Sunday, August 12, 2007

Slattery's Hurricane -- Herman Wouk


SLATTERY’S HURRICANE is something of an oddity in the career of Herman Wouk. It’s usually not included in the lists of his novels, and I’d never even heard of it until I happened to run across a copy at Half Price Books recently. As it turns out, this paperback original published in 1956 is a novelization of a 1949 movie based on a story by Wouk that was published in the slick magazine AMERICAN. Why there was a seven-year gap between the movie and the novelization, I have no idea.

I’ve never seen the movie, at least not that I recall, but I’ve read the book now and it’s pretty darned good. It’s definitely a Forties-style drama. Navy pilot Will Slattery is passed over for the medal he deserves for sinking a Japanese ship because his squadron leader lies about what happens and claims the honor for himself. Embittered by this experience, after the war Slattery goes to work as a private pilot for a mysterious millionaire and becomes pretty much of a heel, indulging in a series of meaningless love affairs and ignoring the fact that his boss is probably a shady character of some sort. Meanwhile Slattery’s best friend and fellow pilot “Hobby” Hobson stays in the Navy and becomes a hurricane chaser, helping to track the big storms that develop in the Atlantic off the coast of Florida. Hobby also has a beautiful young wife, and when Slattery meets her, sparks fly between them.

Well, if you’ve ever seen very many movies from the Forties, you can predict just about everything that’s going to happen in this novel, from the romantic triangle to the criminal goings-on to the giant hurricane that’s bearing down on Miami before the book is over. It’s the same sort of glossy soap opera that was popular during that era. I thoroughly enjoyed the book anyway because I’m a sucker for that sort of stuff. The movie starred Richard Widmark, Veronica Lake, and Linda Darnell.

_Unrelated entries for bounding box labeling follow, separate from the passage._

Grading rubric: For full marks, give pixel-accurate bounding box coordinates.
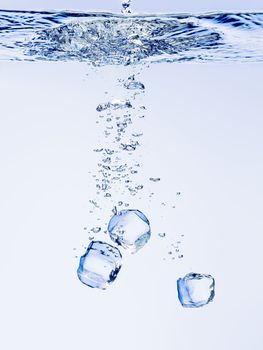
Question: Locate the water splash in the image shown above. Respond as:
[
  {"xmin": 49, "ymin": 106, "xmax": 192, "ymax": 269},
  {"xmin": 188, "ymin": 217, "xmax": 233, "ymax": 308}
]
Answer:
[{"xmin": 0, "ymin": 11, "xmax": 263, "ymax": 66}]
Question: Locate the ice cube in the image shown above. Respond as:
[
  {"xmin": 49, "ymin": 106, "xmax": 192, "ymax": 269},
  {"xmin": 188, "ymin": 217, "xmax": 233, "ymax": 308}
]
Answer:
[
  {"xmin": 77, "ymin": 241, "xmax": 122, "ymax": 289},
  {"xmin": 177, "ymin": 272, "xmax": 215, "ymax": 308},
  {"xmin": 108, "ymin": 209, "xmax": 151, "ymax": 254}
]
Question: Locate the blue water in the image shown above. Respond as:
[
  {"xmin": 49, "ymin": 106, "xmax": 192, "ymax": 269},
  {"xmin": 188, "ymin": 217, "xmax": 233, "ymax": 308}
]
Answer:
[
  {"xmin": 0, "ymin": 8, "xmax": 263, "ymax": 298},
  {"xmin": 0, "ymin": 11, "xmax": 263, "ymax": 66}
]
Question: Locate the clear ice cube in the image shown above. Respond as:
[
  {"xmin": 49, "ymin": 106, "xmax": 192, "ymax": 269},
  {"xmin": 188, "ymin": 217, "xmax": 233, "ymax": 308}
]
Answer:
[
  {"xmin": 77, "ymin": 241, "xmax": 122, "ymax": 289},
  {"xmin": 177, "ymin": 272, "xmax": 215, "ymax": 308},
  {"xmin": 108, "ymin": 209, "xmax": 151, "ymax": 254}
]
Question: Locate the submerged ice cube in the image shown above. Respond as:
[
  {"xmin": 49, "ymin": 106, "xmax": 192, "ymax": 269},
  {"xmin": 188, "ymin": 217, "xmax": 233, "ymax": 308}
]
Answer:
[
  {"xmin": 108, "ymin": 209, "xmax": 151, "ymax": 254},
  {"xmin": 77, "ymin": 241, "xmax": 122, "ymax": 289},
  {"xmin": 177, "ymin": 272, "xmax": 215, "ymax": 308}
]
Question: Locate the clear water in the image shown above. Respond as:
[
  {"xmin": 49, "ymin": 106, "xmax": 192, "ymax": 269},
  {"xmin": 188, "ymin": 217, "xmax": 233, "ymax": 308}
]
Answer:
[
  {"xmin": 0, "ymin": 8, "xmax": 263, "ymax": 296},
  {"xmin": 177, "ymin": 272, "xmax": 215, "ymax": 308},
  {"xmin": 0, "ymin": 11, "xmax": 263, "ymax": 66},
  {"xmin": 77, "ymin": 241, "xmax": 122, "ymax": 289}
]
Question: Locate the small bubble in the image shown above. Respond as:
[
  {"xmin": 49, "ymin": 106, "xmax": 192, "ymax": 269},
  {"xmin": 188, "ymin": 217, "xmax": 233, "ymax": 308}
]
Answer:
[
  {"xmin": 158, "ymin": 232, "xmax": 166, "ymax": 238},
  {"xmin": 91, "ymin": 227, "xmax": 101, "ymax": 233},
  {"xmin": 149, "ymin": 177, "xmax": 161, "ymax": 182}
]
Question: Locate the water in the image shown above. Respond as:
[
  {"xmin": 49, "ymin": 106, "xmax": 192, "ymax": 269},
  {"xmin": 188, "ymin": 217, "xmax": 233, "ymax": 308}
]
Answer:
[
  {"xmin": 78, "ymin": 241, "xmax": 122, "ymax": 289},
  {"xmin": 108, "ymin": 209, "xmax": 151, "ymax": 253},
  {"xmin": 0, "ymin": 9, "xmax": 263, "ymax": 66},
  {"xmin": 0, "ymin": 8, "xmax": 263, "ymax": 292},
  {"xmin": 0, "ymin": 6, "xmax": 263, "ymax": 350},
  {"xmin": 177, "ymin": 272, "xmax": 215, "ymax": 308}
]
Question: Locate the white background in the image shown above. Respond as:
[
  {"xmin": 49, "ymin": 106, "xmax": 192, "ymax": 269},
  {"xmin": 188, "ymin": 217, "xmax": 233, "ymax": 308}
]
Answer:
[
  {"xmin": 0, "ymin": 1, "xmax": 263, "ymax": 350},
  {"xmin": 0, "ymin": 62, "xmax": 263, "ymax": 350}
]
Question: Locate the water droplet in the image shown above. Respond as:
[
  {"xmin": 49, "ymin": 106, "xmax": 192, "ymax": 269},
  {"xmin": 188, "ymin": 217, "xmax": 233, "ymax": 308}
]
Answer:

That should tell some of you all you need to know about the novelization, except for the fact that it’s well worth reading if you should happen to find a copy.

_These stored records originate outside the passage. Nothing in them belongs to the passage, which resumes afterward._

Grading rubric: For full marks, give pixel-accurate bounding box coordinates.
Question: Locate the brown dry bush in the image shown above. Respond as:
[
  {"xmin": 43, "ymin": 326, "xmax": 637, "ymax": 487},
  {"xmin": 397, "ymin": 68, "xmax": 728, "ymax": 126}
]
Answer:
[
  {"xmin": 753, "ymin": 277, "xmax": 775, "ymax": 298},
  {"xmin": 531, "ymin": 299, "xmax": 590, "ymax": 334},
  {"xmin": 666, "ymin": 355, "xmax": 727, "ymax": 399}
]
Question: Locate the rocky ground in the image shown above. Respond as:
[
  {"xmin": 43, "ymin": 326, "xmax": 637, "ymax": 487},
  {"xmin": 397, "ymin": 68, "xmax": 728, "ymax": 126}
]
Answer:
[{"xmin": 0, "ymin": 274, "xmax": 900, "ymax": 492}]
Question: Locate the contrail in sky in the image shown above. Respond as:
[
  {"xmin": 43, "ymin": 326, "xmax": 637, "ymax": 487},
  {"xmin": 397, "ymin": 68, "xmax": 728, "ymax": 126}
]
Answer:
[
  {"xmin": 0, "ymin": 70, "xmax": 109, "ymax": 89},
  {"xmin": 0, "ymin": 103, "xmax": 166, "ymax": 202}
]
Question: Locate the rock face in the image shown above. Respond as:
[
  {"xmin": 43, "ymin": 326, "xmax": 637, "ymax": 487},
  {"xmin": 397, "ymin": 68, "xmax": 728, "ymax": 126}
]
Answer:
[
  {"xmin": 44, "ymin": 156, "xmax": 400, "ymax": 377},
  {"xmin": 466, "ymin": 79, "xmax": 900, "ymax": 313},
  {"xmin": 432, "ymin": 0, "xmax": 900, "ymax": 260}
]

My reading of Herman Wouk’s work has been spotty. I’ve never attempted to get through his giant bestselling historical novels like THE WINDS OF WAR and WAR AND REMEMBRANCE. But I have read his fine early novel THE CITY BOY and his first big success THE CAINE MUTINY and an often overlooked novel from the early Sixties called DON’T STOP THE CARNIVAL (which should have ended one chapter sooner than it did). I read YOUNGBLOOD HAWKE, his novel about a Thomas Wolfe-like novelist, and loved it. I might even reread YOUNGBLOOD HAWKE one of these days, although I probably won’t because it’s so long. I keep picking up a large print copy of MARJORIE MORNINGSTAR at the local library and being tempted to check it out, but again, it’s so blasted long that I haven’t tried to read it yet.
I’m glad I read SLATTERY’S HURRICANE, though. It’s a lot of fun.

4 comments:

Bill Crider said...

Back when I was a Young Guy, I read several Wouk novels: Youngblood Hawke and Marjorie Morningstar among them. I still remember bits and pieces of both of them. Hawkeimpressed me because it was about a writer and because I was going through a Thomas Wolfe phase at about the same time. Marjorie was one of those big, glossy soap operas, and I read it mainly because I'd just seen the Natalie Wood movie version (and if it was someone else in the movie, don't bother to tell me; I don't want to know). Both books were longer than I'd pick up now, but I remember them fondly, maybe because they remind me of that long-ago time.

James Reasoner said...

Natalie Wood was indeed the star of MARJORIE MORNINGSTAR, along with Gene Kelly. I'd watch the movie, but I want to read the book first, and who knows if I'll ever get around to that.

Kent said...

I read them both long ago and probably still have my copies in a box in my garage. The books I remember best from those days were the "big" ones such as James Farrell's Studs Lonigan trilogy, Michener's The Fires of Spring, several by John O'Hara, James Jones and so on. Today the size of the book usually determines if I will read it. Right now I've just started Nick Stone's Mr. Clarinet and the 500 pages are scaring me off. I managed to find James D. Farrell's "lost" novel titled Dreaming Baseball last week in Grand Forks, ND. At 316 pages it's small enough so I may get to it next.

dgb said...

Many years ago I worked on a bookmobile in San Antonio. I carried CAINE MUTINY out to a shopping center as it was reserved by a library patron. I’d never read it so I picked it up just to scan a chapter or two before the man came in to claim it. Then I got hooked. When he came in for it I kidded him and told him to read it fast because I wanted it next. He told he’d read it a couple of times already and that I should take it home with me, finish it, and bring it to him the following week. Which I did. And yet, oddly enough, I’ve not read anything else by Wouk. I can’t figure it out, either.